Number strings depend on particular models that are powerful tools for student thinking. Students should always be introduced to models through a context. Models begin as representations of a context, then representations of strategies, and then finally become tools for thinking.

Here are some critical models for fractions, decimals and percents.

**Double Number Line**

This number line is developed in the early elementary grades through investigations with linear measurement[1] that gradually transition to a generalized open number line (only marked where you use it). For rational numbers, the number line can have equivalencies, as in a race, where the halfway point is 50% and 1/2. It is developed through the context of a bike race[2] or a fuel gauge,[3] or a cross country trip.[4]

**Array**

This powerful tool for multiplication and division is all around us: fruit boxes, windows of skyscrapers, tiles on the floor. For division with the array, try the soda machine problem in *The Teachers’ Lounge*.[5] For multiplication with fractions, try *Exploring Parks and Playgrounds*. [6]

**Ratio table**

The ratio table is a flexible tool that kids can use in understanding rational numbers, algebra, etc. Once it is a tool for thinking, kids can use it to make moves that make sense for them, often beginning with doubling or halving and then gradually making bigger moves. In *The Big Dinner*,[7] kids in grades 3 are introduced to the ratio table, including decimals, when they plan a big dinner. The model is further developed in *Field Trips and Fund-Raisers[8]*and *Best Buys, Ratios and Rates*.[9] It is a very helpful tool for multiplication, and division.

**Money**

Using money to help kids see equivalencies is a powerful strategy for operations with rational numbers. It is one of the focus models in adding and subtracting fractions.[10]

**Clock**

Time can be another powerful tool in building kid’s understanding of equivalencies: How much of an hour is 30 minutes? What is 1/3^{rd} of an hour?

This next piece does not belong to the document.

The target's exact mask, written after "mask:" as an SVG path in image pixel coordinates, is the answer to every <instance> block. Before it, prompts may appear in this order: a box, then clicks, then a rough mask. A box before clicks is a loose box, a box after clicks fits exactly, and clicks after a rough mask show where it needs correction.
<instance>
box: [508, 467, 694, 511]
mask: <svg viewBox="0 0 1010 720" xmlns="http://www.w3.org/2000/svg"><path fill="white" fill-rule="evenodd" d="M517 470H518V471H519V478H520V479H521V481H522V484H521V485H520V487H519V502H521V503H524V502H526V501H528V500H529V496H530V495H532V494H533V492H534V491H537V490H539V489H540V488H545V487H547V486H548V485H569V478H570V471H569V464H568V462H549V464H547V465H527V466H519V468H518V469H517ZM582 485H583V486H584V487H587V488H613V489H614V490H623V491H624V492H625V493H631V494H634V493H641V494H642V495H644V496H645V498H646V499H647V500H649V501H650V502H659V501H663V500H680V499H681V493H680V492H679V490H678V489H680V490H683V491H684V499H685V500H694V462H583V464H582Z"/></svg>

It is also a model for adding and subtracting fractions.[11]

[1] Fosnot, C. T. (2008). *Measuring for the Art Show: Addition on the Open Number Line*. Heinemann Press.

[2] Fosnot (2007). *Field Trips and Fund-Raisers; Introducing Fractions.* Heinemann. (Two week unit)

[3] Jacob & Fosnot (2007). *Best Buys, Ratios and Rates.* Heinemann. (Two week unit)

[4] Jacob & Fosnot (2007). *Best Buys, Ratios and Rates.* Heinemann. (Two week unit)

[5] Fostnot & Natale (2007). *The Teachers’ Lounge; Place Value and Division. *Heinemann. (Two week unit)

[6] Tarlow-Hellman & Fosnot (2007). *Exploring Parks and* *Playgrounds; Multiplication and Division with Fractions .* Heinemann. (Two week unit)

[7] Fosnot (2007). *The Big Dinner; Multiplication with the Ratio Table.* Heinemann. (Two week unit)

[8] Fosnot (2007). *Field Trips and Fund-Raisers; Introducing Fractions.* Heinemann. (Two week unit)

[9] Jacob & Fosnot (2007). *Best Buys, Ratios and Rates.* Heinemann. (Two week unit)

[10] Imm, Fosnot, & Uittenbogaard (2007). *Minilessons for Operations with Fractions, Decimals and Percents.* Heinemann.

[11] Imm, Fosnot, & Uittenbogaard (2007). *Minilessons for Operations with Fractions, Decimals and Percents.* Heinemann.